Sneaking up on yourself in the practice room
I enjoy taking a voice lesson with an excellent teacher. It is a wonderful experience to switch back to the other side of the teacher-student equation, and I can often sort out a vocal issue more easily with another teacher than on my own.
But all singers who practice must learn how to work on their own most of the time. How can we make better progress, and maybe even breakthroughs, independently? This can be tricky, because the person giving the orders is the person taking the orders. The dynamic is very different from putting yourself in the hands of a trusted mentor, and taking their input. But should it be? Can we make practice a little more like a good lesson? I do believe we can!
First off, and perhaps obviously, you can use recording technology to hear what you are doing. If you vocalize for a minute, then listen, you can start to connect causes to effects. I have found it best to record very short sections at a time, no more than two minutes. Some of my best practicing comes with snippets of a minute or less.
As you listen, pretend that you are listening to someone other than yourself, someone who has become your lifelong student. Be a teacher that this singing student can trust. Be kind, clear, and honest. It might help to write down some notes about what you are hearing, and something for them to try. When something sounds good on the recording (you as teacher can define what good is), have the student write a short note about what it felt like and what concept or action was operating. Switching roles from teacher to student, and always being kind to the “other” and to “yourself”, will help your practice sessions.

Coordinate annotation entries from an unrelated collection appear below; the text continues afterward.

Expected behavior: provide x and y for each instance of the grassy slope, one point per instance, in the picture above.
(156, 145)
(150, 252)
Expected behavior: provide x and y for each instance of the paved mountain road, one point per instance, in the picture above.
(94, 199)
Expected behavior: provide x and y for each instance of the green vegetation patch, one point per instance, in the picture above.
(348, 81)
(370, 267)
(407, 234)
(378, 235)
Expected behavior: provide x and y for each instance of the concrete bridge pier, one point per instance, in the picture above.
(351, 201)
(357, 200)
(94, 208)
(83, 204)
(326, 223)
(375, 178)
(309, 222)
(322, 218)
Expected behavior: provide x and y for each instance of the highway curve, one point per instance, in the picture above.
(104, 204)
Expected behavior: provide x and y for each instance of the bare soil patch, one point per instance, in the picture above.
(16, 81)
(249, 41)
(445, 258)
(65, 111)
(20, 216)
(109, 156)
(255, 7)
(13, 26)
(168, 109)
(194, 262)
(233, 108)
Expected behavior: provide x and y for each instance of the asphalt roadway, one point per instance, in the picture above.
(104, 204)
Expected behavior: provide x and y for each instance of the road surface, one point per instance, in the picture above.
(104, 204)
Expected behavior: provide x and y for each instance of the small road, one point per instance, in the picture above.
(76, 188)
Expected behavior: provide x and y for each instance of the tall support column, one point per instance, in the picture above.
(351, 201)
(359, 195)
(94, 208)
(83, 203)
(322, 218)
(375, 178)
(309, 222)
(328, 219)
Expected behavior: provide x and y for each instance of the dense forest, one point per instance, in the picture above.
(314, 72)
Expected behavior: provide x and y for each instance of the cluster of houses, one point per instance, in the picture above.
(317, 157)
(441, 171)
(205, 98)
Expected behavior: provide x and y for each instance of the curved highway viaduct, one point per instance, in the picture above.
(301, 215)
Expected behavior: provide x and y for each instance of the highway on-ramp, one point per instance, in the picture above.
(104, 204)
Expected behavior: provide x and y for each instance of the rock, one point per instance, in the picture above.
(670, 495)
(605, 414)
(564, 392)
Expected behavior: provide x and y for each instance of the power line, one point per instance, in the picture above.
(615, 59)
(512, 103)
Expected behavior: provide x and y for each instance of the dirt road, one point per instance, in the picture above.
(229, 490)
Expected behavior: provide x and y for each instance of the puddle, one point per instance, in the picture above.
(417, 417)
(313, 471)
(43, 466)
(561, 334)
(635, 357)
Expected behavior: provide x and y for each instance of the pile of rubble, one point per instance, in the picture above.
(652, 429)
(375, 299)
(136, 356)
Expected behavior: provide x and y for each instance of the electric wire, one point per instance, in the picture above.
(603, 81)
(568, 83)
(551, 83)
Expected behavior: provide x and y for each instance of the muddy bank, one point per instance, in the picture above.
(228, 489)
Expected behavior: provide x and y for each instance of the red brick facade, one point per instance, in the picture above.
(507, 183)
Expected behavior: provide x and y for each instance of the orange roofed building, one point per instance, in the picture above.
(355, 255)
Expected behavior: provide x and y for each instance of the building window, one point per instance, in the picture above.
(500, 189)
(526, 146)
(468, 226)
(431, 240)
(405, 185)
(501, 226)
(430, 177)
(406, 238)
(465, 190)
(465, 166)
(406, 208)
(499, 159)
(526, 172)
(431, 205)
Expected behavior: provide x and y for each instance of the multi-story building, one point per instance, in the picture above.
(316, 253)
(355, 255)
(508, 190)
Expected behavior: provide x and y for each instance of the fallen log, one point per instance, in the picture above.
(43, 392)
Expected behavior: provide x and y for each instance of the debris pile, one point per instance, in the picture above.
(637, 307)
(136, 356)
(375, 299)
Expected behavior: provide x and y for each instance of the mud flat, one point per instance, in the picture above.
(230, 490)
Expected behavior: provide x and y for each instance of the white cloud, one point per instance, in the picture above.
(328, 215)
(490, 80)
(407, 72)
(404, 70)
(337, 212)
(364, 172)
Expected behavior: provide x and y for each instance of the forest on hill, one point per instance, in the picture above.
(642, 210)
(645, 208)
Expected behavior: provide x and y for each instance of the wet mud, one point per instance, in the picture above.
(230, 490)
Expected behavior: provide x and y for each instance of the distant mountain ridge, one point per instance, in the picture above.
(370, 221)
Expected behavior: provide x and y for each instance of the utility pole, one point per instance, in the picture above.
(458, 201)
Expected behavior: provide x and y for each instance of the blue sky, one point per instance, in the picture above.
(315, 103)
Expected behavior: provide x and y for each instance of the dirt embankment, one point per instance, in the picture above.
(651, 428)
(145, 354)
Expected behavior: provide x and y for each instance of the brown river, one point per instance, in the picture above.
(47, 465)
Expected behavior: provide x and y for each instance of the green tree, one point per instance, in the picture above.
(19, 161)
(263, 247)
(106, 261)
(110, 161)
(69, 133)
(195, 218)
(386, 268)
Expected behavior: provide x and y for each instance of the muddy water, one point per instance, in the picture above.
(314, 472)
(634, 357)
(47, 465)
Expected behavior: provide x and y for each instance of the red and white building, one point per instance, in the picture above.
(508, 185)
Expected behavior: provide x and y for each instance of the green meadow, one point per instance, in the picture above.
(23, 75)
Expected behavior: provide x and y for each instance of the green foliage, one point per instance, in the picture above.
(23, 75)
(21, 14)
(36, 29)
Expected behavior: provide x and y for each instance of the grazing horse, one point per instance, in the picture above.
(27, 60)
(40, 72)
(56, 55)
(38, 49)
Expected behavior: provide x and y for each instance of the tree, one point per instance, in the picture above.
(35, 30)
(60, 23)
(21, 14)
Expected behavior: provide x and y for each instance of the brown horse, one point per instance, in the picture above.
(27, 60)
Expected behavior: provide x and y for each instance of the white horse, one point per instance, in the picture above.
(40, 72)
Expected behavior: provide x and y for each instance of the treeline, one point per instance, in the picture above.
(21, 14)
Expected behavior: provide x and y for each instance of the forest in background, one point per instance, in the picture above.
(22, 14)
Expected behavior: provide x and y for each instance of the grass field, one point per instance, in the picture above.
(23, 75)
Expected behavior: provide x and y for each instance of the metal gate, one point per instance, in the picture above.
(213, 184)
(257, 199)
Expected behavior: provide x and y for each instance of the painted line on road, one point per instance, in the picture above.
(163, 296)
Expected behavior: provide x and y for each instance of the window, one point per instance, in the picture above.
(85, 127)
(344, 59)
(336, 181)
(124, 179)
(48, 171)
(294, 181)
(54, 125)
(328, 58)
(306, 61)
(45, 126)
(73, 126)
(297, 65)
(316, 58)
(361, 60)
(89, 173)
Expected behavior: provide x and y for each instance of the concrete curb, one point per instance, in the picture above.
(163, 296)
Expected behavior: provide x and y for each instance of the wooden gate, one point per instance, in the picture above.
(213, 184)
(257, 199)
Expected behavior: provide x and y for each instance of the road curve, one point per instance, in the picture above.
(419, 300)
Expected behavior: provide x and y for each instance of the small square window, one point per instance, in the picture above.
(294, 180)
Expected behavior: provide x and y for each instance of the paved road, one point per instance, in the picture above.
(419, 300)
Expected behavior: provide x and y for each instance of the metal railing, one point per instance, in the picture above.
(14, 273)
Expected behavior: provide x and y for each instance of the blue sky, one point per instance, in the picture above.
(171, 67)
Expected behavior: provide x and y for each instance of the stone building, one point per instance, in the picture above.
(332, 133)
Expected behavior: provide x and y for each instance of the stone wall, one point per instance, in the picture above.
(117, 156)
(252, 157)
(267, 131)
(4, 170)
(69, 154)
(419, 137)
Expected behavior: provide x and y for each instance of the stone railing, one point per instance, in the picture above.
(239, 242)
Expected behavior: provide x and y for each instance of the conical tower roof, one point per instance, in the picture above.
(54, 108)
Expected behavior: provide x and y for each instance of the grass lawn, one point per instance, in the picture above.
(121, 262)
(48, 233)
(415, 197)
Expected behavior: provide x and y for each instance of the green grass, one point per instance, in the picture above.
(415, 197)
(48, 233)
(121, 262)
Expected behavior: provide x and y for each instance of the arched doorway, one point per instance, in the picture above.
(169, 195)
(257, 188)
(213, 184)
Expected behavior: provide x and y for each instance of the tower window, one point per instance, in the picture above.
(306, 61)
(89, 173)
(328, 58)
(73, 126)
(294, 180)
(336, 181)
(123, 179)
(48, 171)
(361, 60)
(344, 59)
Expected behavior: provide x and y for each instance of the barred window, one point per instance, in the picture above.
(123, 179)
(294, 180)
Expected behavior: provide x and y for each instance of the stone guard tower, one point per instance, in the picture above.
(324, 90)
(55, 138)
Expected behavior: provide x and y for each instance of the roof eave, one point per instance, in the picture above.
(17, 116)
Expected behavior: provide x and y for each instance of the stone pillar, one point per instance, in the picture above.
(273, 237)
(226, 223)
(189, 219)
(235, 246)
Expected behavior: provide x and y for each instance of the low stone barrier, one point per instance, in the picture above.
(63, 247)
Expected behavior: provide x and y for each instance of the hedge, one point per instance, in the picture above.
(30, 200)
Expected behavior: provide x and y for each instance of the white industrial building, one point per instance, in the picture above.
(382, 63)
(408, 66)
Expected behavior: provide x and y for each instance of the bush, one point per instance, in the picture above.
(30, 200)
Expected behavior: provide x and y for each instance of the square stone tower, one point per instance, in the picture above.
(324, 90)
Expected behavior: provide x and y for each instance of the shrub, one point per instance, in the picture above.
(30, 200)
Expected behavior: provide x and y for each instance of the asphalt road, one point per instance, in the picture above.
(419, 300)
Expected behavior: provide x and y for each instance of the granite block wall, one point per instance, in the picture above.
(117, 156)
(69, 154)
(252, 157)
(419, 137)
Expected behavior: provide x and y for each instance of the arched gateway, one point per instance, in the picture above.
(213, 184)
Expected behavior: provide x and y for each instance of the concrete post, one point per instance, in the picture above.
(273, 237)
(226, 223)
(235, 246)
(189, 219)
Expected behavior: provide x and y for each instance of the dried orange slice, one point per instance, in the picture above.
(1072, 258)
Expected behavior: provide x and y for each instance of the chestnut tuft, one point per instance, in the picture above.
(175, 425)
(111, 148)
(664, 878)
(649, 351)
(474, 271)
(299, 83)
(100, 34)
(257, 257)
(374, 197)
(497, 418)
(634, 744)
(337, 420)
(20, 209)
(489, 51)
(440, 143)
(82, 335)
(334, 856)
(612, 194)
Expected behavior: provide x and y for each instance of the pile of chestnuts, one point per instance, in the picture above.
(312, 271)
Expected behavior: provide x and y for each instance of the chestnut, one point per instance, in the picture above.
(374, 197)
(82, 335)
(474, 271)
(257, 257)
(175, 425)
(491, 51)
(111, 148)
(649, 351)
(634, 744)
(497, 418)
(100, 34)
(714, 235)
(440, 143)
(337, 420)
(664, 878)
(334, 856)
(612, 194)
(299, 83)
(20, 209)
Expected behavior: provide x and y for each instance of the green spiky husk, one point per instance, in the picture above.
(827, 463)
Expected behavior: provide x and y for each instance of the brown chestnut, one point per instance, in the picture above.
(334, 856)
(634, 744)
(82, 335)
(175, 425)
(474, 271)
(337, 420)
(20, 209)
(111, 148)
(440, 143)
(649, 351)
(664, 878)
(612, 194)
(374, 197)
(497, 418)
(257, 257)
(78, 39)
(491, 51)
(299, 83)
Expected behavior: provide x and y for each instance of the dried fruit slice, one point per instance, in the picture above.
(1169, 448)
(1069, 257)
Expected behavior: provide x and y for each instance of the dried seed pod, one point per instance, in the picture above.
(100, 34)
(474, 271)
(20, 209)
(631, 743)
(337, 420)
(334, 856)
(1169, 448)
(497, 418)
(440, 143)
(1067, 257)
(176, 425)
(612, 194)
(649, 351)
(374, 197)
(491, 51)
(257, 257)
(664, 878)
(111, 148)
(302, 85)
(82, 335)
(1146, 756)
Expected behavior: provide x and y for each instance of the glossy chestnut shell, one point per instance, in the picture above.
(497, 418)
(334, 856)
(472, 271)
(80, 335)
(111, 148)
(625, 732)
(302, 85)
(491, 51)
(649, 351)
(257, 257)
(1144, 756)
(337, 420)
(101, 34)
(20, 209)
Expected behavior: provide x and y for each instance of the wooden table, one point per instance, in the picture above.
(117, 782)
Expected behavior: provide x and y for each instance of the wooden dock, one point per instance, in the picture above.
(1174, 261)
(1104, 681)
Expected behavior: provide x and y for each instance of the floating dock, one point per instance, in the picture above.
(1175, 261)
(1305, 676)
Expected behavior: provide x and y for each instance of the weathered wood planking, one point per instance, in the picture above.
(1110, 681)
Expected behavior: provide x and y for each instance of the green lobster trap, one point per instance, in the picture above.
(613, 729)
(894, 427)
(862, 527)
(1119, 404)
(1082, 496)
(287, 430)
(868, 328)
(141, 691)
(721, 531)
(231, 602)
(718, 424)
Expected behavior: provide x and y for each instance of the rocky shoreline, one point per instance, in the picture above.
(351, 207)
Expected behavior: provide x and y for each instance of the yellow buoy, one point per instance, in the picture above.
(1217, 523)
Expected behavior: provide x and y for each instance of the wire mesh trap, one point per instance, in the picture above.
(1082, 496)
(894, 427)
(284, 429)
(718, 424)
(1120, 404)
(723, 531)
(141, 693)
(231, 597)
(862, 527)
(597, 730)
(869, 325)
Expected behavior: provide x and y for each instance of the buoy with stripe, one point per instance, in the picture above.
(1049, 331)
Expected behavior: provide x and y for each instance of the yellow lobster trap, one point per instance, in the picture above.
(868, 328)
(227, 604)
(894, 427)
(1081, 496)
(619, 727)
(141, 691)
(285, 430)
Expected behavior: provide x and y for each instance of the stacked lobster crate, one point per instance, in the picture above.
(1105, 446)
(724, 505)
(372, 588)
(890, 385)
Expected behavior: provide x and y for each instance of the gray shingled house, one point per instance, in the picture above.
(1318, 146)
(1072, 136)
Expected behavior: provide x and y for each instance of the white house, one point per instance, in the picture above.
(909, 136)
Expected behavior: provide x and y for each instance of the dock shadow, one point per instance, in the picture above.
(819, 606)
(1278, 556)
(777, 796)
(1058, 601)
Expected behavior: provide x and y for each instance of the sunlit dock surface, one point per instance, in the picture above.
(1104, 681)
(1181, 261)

Another major way to make progress in the practice room is to be willing to experiment a lot. Overdo everything. When you feel like you are “on to something” technically, test the heck out of it, try its apparent opposite, try to capture it in writing and in recorded sound. Draw a picture or invent a temporary maxim to say out loud – any reinforcement you can think of. You will get some wild results sometimes as you find that things that sounded so great in your head are bad on a recording and there will be other times when a really crazy concept gets you into some good stuff.
Sometimes you will hate everything you do, but as time goes on, and vocal freedom is approximated, there will be more times when you love what you are doing. If you have been studying voice for a number of years and don’t like your singing significantly more than after year one, you need to make some changes.
You cannot reasonably expect that every time you sing, you will sound and feel exactly the same. Probably you will not be able to do the same warmups or solve a technical problem in the same manner for your whole singing life. Get used to surprises. Create some of your own surprises in the practice room by experimenting, listening, studying, and wondering.